In 1973, Dr. Gloria Rodriguez founded AVANCE to serve Latino families in San Antonio, Texas. When services began on the city’s west side, Dr. Rodriguez and her small team were using a model being piloted in Dallas at the time called the AVANCE Neighborhood Intervention Program, which included a Mother-Infant Program and a Tutor Program. The Mother-Infant Program included two years of weekly two-hour parenting sessions and twice-monthly home visits followed by a third-year Tutoring Program that consisted of a supervised elementary school student working with a participating one- to three-year-old on age-appropriate school readiness skills.
When seed funding ended in 1976, AVANCE secured a grant through the State that would allow programming in San Antonio to continue. However, this new funding came with stipulations that required Dr. Rodriguez to make changes to the program to maintain compliance without sacrificing program goals or effectiveness.
While the transition in funding made changes necessary, it also offered AVANCE the opportunity to improve the program. Having grown up in the neighborhood where AVANCE originated, Dr. Rodriguez was deeply familiar with the needs of local families and used that knowledge to modify the curriculum to better serve the community.
One of the first significant changes was eliminating the tutoring program, which did not receive funding. This change made it necessary to improve the quality of care children received during the Mother-Infant Program, including a shift from supervised play toward a focus on early childhood development. The Mother-Infant Program was also shortened from two years to one, increasing sessions from two to three hours and adding a new Community Engagement component to familiarize parents with local resources and services.
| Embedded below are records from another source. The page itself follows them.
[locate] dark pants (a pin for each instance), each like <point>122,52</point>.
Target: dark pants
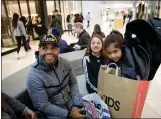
<point>19,39</point>
<point>88,24</point>
<point>70,28</point>
<point>28,43</point>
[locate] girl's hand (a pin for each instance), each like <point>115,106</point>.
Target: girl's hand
<point>104,66</point>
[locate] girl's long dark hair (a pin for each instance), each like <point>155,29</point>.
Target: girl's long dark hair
<point>14,20</point>
<point>97,29</point>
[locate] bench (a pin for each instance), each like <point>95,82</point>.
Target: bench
<point>15,84</point>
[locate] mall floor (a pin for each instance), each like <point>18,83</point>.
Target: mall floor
<point>10,65</point>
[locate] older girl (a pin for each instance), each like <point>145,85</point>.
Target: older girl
<point>92,61</point>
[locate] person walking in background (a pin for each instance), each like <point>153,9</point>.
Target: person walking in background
<point>88,18</point>
<point>57,21</point>
<point>81,15</point>
<point>11,106</point>
<point>130,16</point>
<point>97,30</point>
<point>29,29</point>
<point>39,27</point>
<point>69,23</point>
<point>62,43</point>
<point>92,61</point>
<point>83,37</point>
<point>124,17</point>
<point>19,33</point>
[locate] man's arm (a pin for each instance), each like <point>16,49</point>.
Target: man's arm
<point>40,100</point>
<point>16,105</point>
<point>75,94</point>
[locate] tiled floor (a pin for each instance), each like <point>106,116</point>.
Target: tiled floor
<point>10,65</point>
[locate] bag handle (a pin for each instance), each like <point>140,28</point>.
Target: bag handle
<point>117,68</point>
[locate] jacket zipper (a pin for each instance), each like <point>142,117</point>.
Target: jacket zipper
<point>149,61</point>
<point>60,87</point>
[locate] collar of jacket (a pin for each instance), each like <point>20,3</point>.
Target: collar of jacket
<point>39,64</point>
<point>82,32</point>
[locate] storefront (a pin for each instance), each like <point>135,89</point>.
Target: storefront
<point>44,8</point>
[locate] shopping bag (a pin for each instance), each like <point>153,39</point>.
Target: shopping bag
<point>95,107</point>
<point>124,97</point>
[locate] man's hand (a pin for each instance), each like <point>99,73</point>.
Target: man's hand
<point>76,113</point>
<point>104,67</point>
<point>29,114</point>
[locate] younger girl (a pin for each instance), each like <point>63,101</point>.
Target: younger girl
<point>92,61</point>
<point>114,47</point>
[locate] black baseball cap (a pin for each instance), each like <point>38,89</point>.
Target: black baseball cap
<point>49,39</point>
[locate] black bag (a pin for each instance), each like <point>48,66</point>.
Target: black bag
<point>144,49</point>
<point>156,25</point>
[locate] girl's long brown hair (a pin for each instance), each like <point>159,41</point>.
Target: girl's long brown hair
<point>89,51</point>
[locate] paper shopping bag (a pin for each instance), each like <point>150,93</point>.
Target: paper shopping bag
<point>124,97</point>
When programming began in San Antonio, the curriculum was handwritten on notecards that were kept safe and in order in a recipe card box. Later, lessons were typed directly onto notecards with a typewriter making reproduction only slightly more manageable. Over time though, as the organization grew and technology progressed, the curriculum became more robust and more efficient reproduction streamlined expansion efforts.
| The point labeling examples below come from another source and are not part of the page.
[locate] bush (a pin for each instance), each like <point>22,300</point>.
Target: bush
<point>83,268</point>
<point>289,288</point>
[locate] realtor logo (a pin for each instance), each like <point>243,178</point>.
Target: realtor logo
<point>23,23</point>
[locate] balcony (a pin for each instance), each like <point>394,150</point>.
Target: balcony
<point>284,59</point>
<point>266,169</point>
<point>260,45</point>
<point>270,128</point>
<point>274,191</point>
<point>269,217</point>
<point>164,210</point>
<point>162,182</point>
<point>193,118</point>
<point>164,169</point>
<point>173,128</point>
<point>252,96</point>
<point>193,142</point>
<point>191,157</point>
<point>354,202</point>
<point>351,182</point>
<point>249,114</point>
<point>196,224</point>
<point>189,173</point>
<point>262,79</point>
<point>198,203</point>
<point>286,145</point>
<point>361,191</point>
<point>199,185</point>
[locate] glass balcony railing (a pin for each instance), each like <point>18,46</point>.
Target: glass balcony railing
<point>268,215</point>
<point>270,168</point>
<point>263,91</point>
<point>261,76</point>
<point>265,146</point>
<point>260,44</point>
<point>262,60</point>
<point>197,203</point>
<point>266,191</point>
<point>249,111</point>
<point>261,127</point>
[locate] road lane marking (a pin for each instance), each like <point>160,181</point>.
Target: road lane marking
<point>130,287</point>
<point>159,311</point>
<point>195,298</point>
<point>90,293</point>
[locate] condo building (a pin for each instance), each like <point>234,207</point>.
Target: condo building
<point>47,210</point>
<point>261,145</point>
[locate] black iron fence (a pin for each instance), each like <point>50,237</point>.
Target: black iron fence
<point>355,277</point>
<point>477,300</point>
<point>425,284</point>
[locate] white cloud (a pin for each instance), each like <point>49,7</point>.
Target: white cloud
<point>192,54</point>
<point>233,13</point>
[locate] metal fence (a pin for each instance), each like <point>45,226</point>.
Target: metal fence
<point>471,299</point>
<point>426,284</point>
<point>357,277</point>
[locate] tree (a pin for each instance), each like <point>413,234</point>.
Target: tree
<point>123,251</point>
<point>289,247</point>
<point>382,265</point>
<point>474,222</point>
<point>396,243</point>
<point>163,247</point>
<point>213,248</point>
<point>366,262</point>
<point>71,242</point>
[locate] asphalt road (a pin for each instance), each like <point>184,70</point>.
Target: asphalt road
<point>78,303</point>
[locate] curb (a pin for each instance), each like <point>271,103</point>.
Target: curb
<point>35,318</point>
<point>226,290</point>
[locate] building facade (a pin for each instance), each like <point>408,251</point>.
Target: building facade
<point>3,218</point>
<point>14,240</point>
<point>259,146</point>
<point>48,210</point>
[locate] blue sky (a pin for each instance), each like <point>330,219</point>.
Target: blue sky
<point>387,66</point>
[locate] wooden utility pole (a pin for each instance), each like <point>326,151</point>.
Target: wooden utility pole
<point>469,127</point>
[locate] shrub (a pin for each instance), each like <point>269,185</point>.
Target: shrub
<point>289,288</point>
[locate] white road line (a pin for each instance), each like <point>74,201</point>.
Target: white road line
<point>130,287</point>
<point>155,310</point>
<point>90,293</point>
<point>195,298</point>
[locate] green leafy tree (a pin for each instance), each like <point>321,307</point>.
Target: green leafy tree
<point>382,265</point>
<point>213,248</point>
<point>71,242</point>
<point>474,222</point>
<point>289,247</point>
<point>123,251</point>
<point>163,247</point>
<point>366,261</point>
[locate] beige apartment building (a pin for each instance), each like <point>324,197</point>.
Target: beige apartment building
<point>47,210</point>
This first round of changes would become an ongoing series of updates to the curriculum. Dr. Rodriguez and her team, many of whom lived in the neighborhoods AVANCE served, continued to draw on their lived experience and feedback from parents to improve the curriculum, adding and revising topics, lessons, and activities to meet families’ needs.
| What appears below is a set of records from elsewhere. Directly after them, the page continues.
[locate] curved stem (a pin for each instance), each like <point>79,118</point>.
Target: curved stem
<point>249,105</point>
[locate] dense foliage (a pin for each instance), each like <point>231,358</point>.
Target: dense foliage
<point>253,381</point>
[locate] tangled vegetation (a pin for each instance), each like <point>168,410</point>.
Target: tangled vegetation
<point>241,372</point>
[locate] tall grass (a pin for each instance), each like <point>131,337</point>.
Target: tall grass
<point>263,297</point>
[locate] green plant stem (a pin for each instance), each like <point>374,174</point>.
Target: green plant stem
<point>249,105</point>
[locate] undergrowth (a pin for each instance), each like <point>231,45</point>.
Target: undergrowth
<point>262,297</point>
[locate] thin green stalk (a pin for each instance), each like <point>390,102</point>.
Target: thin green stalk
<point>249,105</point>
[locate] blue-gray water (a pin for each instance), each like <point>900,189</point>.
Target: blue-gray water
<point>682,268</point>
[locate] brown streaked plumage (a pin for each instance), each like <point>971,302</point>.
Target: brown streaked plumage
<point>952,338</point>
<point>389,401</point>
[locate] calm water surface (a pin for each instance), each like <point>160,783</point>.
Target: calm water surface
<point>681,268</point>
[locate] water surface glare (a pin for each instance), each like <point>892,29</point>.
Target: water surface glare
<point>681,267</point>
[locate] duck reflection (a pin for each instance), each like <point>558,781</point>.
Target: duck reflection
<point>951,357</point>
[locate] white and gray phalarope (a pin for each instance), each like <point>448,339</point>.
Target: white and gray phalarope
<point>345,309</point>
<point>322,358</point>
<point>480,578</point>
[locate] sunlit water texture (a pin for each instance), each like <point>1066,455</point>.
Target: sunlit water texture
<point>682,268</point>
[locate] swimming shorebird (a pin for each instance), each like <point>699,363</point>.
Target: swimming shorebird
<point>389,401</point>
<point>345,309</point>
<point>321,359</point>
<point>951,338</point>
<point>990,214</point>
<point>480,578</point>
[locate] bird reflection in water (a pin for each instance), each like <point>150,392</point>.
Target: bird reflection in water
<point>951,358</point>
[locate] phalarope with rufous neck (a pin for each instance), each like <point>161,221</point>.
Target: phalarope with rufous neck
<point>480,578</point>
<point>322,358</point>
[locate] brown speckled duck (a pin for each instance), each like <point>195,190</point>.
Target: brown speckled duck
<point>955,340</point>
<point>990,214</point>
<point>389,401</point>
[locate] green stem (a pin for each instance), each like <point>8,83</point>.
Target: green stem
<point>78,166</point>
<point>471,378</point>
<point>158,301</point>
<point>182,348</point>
What began as the Mother-Infant Program evolved into the core of AVANCE, the Parent-Child Education Program (PCEP). The PCEP is now a nine-month program that consists of weekly three-hour sessions paired with monthly home visits. Each weekly session includes an hour of parenting instruction, an hour of toymaking lessons, and an hour of community engagement. You can read about our toymaking lessons here. While parents attend sessions, their young children, from newborns to three years old, are cared for in an enriched age- and developmentally-appropriate environment that nurtures learning.
The AVANCE PCEP continues evolving today. AVANCE educators from across the network of licensees and chapter and regional offices use innovative tools to communicate and collaborate in a continuous feedback loop that drives program refinements by bringing various perspectives about what aspects of the program work well and what could be improved. Family feedback is invaluable in this process. AVANCE also has an ongoing process to review the science behind the curriculum to make sure it utilizes the most accurate and up-to-date research and evidence.
In one of the most recent additions, AVANCE worked with a team, including the Harvard Center on the Developing Child, to develop content focused on reducing sources of toxic stress. AVANCE has even redesigned its Family Building Communities (FBC) program. Created as a second-year follow-up for graduates of PCEP, the FBC program builds on PCEP and focuses on developing leadership skills and supporting parents as they learn to be advocates for themselves, their families, and their communities.
Despite half a century of changes, revisions, and updates to the AVANCE PCEP, what has always remained constant is the foundational belief that parents are their child’s first teachers and that the home is the first classroom. And this same belief continues to guide AVANCE as it moves into the next 50 years of supporting families on their educational journeys.